Defending 'tombstone thinking'

The Conversation: FCW's reporters, contributors and editors respond to your comments.

Bob Woods

Bob Woods wrote a recent column for FCW
on the value of leading with an eye toward legacy.

Bob Woods provoked some sharp disagreement with at least one reader with his column, "The value of tombstone thinking," which encourages leaders to think about how a given project or course of action will look as part of their legacy.

A reader identified as Tim wrote: Actually, I will strongly disagree with the sentiment of this article. Tombstone management encourages discontinuity and has a net negative impact on organizational performance. If you are at a level in which you are considering tombstone management then you are at a very senior level of the organization. This means that you had a predecessor and will have a successor. Tombstone management requires you to abandon everything your predecessor did because all of that will be on his or her tombstone, not yours.

It will also require your successor to abandon everything that you are doing because that will be on your tombstone, not his or hers. Thus the net impact is that the staff will have whiplash because every two years when we have some new campaign. A lot of what goes on in federal IT requires a sustained effort. This approach, tombstone management, causes us to abandon horses that are winning the race and causes me to lose confidence in a leader whose ego is more important than good and effective government. I say tombstone management is a good thing if you want everything that you do to be ripped out by your successor. It has no staying power because you can never get sustained leadership.

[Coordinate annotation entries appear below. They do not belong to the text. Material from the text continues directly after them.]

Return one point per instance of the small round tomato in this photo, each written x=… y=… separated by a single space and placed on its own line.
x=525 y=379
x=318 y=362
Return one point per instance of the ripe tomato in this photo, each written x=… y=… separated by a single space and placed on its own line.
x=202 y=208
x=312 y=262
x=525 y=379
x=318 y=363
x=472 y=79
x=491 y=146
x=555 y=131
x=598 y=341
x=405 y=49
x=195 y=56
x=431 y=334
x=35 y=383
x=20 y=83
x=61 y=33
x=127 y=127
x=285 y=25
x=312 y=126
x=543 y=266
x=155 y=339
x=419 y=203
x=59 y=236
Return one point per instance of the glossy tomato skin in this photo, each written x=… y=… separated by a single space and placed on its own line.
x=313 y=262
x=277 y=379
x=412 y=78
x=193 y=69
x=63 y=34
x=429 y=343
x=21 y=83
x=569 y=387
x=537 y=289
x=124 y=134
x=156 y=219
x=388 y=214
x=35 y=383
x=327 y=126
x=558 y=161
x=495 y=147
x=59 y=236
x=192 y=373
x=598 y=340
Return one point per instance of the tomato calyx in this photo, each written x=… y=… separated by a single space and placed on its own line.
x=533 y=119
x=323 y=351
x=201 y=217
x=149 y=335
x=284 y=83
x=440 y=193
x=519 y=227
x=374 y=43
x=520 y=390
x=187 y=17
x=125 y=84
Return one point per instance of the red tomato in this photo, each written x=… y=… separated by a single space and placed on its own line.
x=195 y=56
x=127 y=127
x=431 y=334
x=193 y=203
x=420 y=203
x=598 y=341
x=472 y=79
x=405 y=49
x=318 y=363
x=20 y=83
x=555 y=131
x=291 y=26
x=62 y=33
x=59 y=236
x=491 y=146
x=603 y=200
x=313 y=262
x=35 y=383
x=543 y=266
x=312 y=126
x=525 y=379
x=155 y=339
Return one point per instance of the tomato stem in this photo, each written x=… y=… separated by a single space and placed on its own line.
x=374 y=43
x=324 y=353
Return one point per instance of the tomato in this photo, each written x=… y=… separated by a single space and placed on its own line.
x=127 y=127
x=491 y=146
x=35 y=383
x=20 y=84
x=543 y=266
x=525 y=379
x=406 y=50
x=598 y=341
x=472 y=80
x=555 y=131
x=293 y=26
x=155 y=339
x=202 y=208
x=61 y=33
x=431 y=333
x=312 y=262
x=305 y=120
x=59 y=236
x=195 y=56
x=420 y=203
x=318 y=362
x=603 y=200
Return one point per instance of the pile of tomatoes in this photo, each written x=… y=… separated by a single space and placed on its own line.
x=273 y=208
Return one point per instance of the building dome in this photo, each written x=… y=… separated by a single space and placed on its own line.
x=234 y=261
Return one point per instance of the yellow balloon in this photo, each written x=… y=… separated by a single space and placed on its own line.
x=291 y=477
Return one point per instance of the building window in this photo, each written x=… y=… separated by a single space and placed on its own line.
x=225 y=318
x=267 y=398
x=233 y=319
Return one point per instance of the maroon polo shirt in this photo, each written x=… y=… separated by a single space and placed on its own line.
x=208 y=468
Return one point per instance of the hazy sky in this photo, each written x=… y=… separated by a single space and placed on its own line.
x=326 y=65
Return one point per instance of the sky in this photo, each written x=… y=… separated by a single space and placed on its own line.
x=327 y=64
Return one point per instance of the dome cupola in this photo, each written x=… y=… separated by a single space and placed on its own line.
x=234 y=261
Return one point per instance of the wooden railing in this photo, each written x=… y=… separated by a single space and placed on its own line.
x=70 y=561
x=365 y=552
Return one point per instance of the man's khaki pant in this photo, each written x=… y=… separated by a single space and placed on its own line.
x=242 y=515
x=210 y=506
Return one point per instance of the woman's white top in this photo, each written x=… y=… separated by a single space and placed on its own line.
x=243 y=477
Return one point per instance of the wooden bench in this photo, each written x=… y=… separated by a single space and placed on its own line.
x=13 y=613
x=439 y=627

Bob Woods responds: I am happy to get the feedback and always enjoy a debate. I don’t think I implied that what’s on your tombstone started and stopped on your watch. The point is that you should shoot for achievements that are real, that are understandable and not bureaucratic babble. Nowhere do I say or imply that you rip out what you find and start over. In fact when you come into and organization you will find things worth keeping and things that should be stopped.

It’s important to know the difference. Things worth keeping and new initiatives started will constitute what you and your organization are known for. As for whether leaders are simply making change to fulfill their ego, we have a lot of leaders who hide behind programs and processes and are unwilling to get the job done and be held accountable. If you work in an organization with all winning horses you are rare indeed. That’s not been my experience and leaders who think they have years to sort out the good from the bad and sow the seeds for the next generation should simply research how their predecessors fared.